Saint Therese of Lisieux, upon hearing that her sister Celine would be attending a ball, responded not with sisterly encouragement but something different, and rather surprising:
I felt unusually anxious, so much so that, in a torrent of tears, I begged Our Lord to prevent her dancing. My prayer was answered literally! Normally she danced most gracefully, but the future bride of Christ could not dance that evening, while her partner shared her fate. This embarrassed the unfortunate young man so much that he vanished and did not dare show himself again.
It might be a little annoying if a saint started sabotaging our dances. It’s a fact of life that holiness often appears irritating, even to those who seek it. I’m not talking about a justified annoyance at undue devotions that are born of personal taste and a self-righteous attitude, but about that seeming insufferability of authentic and saintly piety and charity. We’re all familiar with the feeling—it stems not from a defect in sanctity or the saints, but from something lacking in the annoyed.
Saints see with God’s eyes. They look with the wisdom of God, not with the wisdom of the world, and to those who look with worldly eyes the saints seem nonsensical: “For the wisdom of this world is foolishness with God” (1 Cor. 3:19). We can find another example in Dominican tradition: in 1217, only months after the Order of Preachers was established and when there were only 17 members of the Order, St. Dominic dispersed the brethren to found new houses at the universities around Christendom. When his brothers objected, desiring to build up the Order rather than scatter it, he replied “Do not oppose me, for I know very well what I am doing.” And he did: by his death a few years later there were over 500 Dominicans spread throughout all of Europe.
The Spirit moves people in ways that are odd and unpredictable to the worldly. And there is nothing more annoying than something incomprehensible that works.
At the same time, holiness is a challenge to every Christian. Sanctity, by uniting a person to the light of Christ, sheds that same light wherever the person goes. That light falls not only on the true and beautiful, but also on what is ugly and deformed. That light breaks the distraction which is the world’s only comfort in vice, and the very presence of someone holy can act as a trigger and reminder of conscience. An active and ‘nagging’ conscience can be almost painfully aggravating to the habitual sinner.

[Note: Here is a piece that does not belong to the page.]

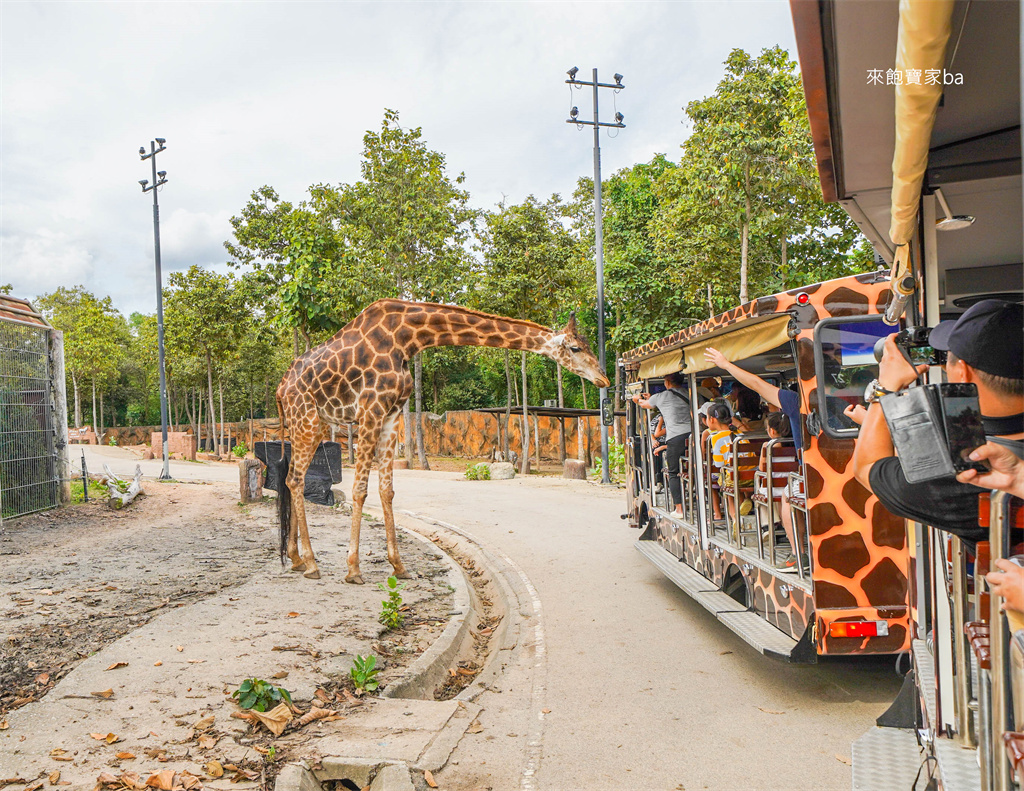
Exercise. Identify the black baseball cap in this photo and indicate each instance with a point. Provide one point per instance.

What to do, then, when sanctity seems irritating? Not wallow in annoyance, of course, but realize from what personal defects that annoyance stems. How have we embraced the easy wisdom of the world, instead of the inscrutable wisdom of God? How do we cling to the shallow comforts of vice, instead of the unquenchable love of Christ? “Ask, and the gift will come; seek, and you shall find; knock, and the door shall be opened to you” (Matt. 7:7). Grace is always given to strengthen weakness and inform ignorance. It’s then that we are able to see with God’s eyes, and revel in our brothers’ and sisters’ sanctity.